Она сухо, зло засмеялась:

– Дуралей ты, Алешка. Никого и никогда у нас судить не будут, мы все связаны круговой порукой. Кто будет судить? Народ? Эта толпа пьяниц? Или…

Тут все ввалились в столовую.

– Все по местам, все по местам! – хлопотал Гайдуков.

Загремели стульями, зашаркали ногами, посуда пошла в перезвяк, все усаживались, удобнее умащивались, скатертью крахмальной похрустывали, что-то голодно взборматывали, шутили, стихая помаленьку, пока все не заняли привычные, раз навсегда заведенные места.

Отец во главе стола хищно пошевеливал усиками – я только что сообразил, что они родились из бериевских, просто подросли на пару сантиметров по губе. От обозримой еды, а главное – от предстоящей выпивки он поблагодушел, стихнул маленько рысячий блеск в его круглых глазах.
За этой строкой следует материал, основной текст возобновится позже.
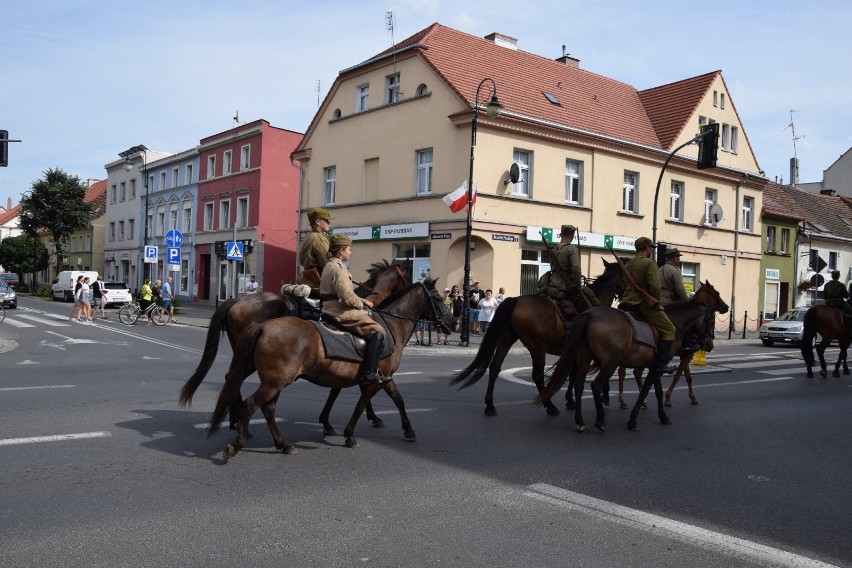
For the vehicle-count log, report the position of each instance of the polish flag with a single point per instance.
(457, 200)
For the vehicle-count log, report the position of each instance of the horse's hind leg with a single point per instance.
(390, 388)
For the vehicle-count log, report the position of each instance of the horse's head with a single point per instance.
(709, 295)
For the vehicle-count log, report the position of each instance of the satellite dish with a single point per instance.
(716, 213)
(514, 173)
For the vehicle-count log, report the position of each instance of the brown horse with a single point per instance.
(286, 349)
(605, 335)
(234, 315)
(704, 337)
(828, 322)
(536, 321)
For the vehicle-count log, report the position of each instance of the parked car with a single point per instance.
(10, 277)
(7, 295)
(786, 329)
(118, 293)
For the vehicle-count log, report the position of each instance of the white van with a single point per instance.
(63, 290)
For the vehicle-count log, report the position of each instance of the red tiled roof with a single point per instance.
(670, 106)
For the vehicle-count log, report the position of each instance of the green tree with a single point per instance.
(23, 254)
(56, 204)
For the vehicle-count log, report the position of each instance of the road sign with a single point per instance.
(173, 255)
(174, 238)
(235, 250)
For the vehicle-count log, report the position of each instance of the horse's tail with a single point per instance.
(237, 373)
(218, 326)
(579, 329)
(808, 335)
(500, 323)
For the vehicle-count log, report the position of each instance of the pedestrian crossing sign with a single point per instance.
(234, 250)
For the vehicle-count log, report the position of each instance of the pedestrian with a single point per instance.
(473, 308)
(145, 295)
(99, 298)
(169, 298)
(75, 306)
(487, 307)
(84, 299)
(345, 308)
(252, 287)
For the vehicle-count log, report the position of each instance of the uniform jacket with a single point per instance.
(339, 298)
(671, 284)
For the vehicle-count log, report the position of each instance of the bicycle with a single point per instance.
(129, 313)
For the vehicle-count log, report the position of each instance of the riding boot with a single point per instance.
(371, 361)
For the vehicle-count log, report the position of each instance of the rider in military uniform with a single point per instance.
(344, 307)
(314, 252)
(565, 276)
(671, 279)
(835, 294)
(644, 271)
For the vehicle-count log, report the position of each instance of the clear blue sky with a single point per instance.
(83, 80)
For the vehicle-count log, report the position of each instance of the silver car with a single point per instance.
(787, 329)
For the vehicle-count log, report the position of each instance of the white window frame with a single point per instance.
(245, 157)
(423, 176)
(524, 159)
(630, 192)
(676, 200)
(392, 88)
(573, 182)
(748, 214)
(362, 97)
(242, 212)
(329, 184)
(224, 214)
(709, 201)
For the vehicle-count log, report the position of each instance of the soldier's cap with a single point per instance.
(318, 213)
(642, 242)
(339, 240)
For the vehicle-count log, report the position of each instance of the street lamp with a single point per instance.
(493, 110)
(142, 151)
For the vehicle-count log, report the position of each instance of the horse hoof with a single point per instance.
(230, 451)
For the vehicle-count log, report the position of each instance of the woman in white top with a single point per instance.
(487, 306)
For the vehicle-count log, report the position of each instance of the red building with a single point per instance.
(248, 191)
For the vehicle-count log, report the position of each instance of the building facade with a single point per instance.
(394, 136)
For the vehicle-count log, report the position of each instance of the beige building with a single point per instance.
(393, 136)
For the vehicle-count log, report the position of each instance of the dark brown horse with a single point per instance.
(536, 321)
(827, 321)
(605, 335)
(233, 316)
(704, 337)
(286, 349)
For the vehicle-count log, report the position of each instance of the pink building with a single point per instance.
(248, 191)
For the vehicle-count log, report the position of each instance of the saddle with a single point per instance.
(343, 345)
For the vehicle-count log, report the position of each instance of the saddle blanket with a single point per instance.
(344, 346)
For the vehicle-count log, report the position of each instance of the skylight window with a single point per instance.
(551, 97)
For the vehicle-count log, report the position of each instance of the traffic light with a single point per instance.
(4, 148)
(708, 146)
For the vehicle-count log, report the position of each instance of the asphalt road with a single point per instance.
(101, 468)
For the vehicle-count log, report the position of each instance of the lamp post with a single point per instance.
(493, 110)
(142, 151)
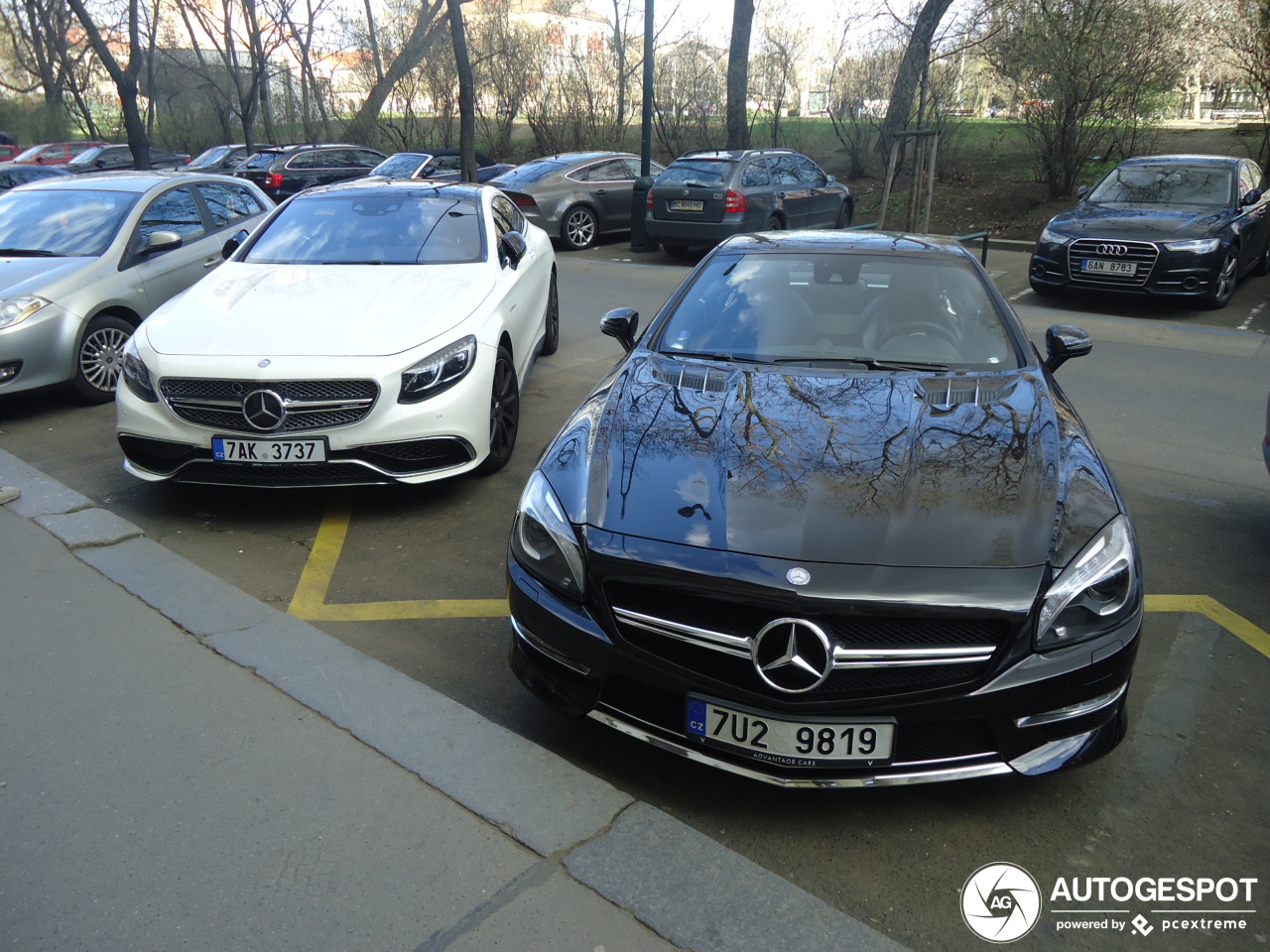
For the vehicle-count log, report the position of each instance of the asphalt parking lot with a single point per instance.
(414, 578)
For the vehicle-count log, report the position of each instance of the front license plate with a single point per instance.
(230, 449)
(1098, 266)
(789, 743)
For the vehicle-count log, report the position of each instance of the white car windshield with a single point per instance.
(397, 227)
(64, 223)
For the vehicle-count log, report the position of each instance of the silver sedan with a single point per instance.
(575, 197)
(85, 259)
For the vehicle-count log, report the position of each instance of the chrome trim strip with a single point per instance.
(554, 654)
(1066, 714)
(843, 657)
(881, 779)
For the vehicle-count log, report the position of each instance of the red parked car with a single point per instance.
(54, 153)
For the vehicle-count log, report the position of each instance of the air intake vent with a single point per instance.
(952, 391)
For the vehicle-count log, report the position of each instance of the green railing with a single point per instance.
(973, 236)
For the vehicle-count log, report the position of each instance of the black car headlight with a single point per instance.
(544, 542)
(1093, 593)
(437, 372)
(136, 375)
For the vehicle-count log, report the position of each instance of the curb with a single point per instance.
(693, 892)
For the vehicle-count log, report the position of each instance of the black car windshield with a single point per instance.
(697, 172)
(395, 227)
(71, 223)
(1206, 184)
(837, 309)
(403, 166)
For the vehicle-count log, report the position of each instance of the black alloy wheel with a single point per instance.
(100, 358)
(1223, 282)
(579, 227)
(552, 336)
(504, 414)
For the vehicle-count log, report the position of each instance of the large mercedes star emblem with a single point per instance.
(264, 411)
(793, 655)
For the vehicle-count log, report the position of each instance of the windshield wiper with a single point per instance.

Одесную – Антон, нервно-веселый, с каменными желваками на щеках, за ним – Ирина с близоруко-рассеянным взглядом, сосредоточенная на своей главной мысли, что женщины мира разделены на две неодинаковые группы: в одной – Клаудиа Кардинале, Софи Лорен и она, а все остальные – коротконогие таксы. Дальше сидит Гайдуков, квадратный, налитой, похожий на гуттаперчевый сейф, Вилена со своим красивым глубокомысленным лицом многозначительной дуры, пустой стул их сына Валерки, для будущего счастья набирающегося здоровья в спортлагере. А денег ему, видать, папка достанет.

Мать. У нее складчатое твердое лицо, прокаленное плитой – как рачий панцирь. Глаза стали маленькие, старушечьи, внимательно нас переглядывает, всех по очереди, будто пальцами кредитки отсчитывает, сердцем теснится, чтобы лишнюю не передать.

Потом – я, унылый смурняга. Никого не люблю. И себе надоел. Невыносимо. Слышу, как повизгивают стальные ниточки троса, перетираются, с тонким звоном лопаются. Сколько осталось?

Рядом Эва, вся сверкает, переливается, ноздри тонкие дрожат. Плохо кончит девочка. Ее гайка с резьбы сошла. Когда-то еще было время – тихонько назад открутить, с болта снять, маслицем густо намазать, снова аккуратно завернуть – и дожила бы тихо, в заплесневелой благопристойности. А она – нет! С силой гонит гайку дальше – на сколько-то еще оборотов хватит?

Неужели Севка этого не видит, рукой не чувствует, как раскалилась от бесцельного усердия ее жизнь? Нет, похоже, не видит. Или замечать не хочет. Белозубая улыбка, как капуста на срезе – «а-ат-лично!»

И дочка их Рита ничего не видит, ни на что, кроме яств на столе, не обращает внимания – у нее какая-то странная болезнь, чудовищный аппетит. Жрет все что попало, когда угодно. И сама – с меня ростом, худющая, белая, как проросшая в подвале картошка. Тоста не дождалась – в жратву врезалась, уши прозрачные шевелятся.

Отец поднял рюмку:

– Ну, с Богом! За наше здоровье!..

Ап! Понеслось! Чего они так о здоровье пекутся? На кой оно им? Мать в поликлиники ходит, как на работу. В три поликлиники – в их МГБешную, в районную и в мою писательскую. В сумке всегда – десять дюжин рецептов, прописей, медицинских рекомендаций. С ума сошла на этом.

Водочка «Пшеничная», водочка «Посольская», водочка «Кубанская». Вся экспортная, желтым латунным винтом закрученная. Водка с винтом – аква винтэ. Где берут? У меня точка зрения нищего учителя чистописания, попавшего на купеческий обед.

Еще по одной шарахнули. В голове поплыл негромкий гул, умиротворяющий, приятный, фиолетовой дымкой он отделял меня от родни, их чавканья, суеты, разговоров.

Собственно, сами-то разговоры я слышал, но успокаивало отсутствие связи, логики, сюжета. Я не прислушивался к началу и не обращал внимания на концы.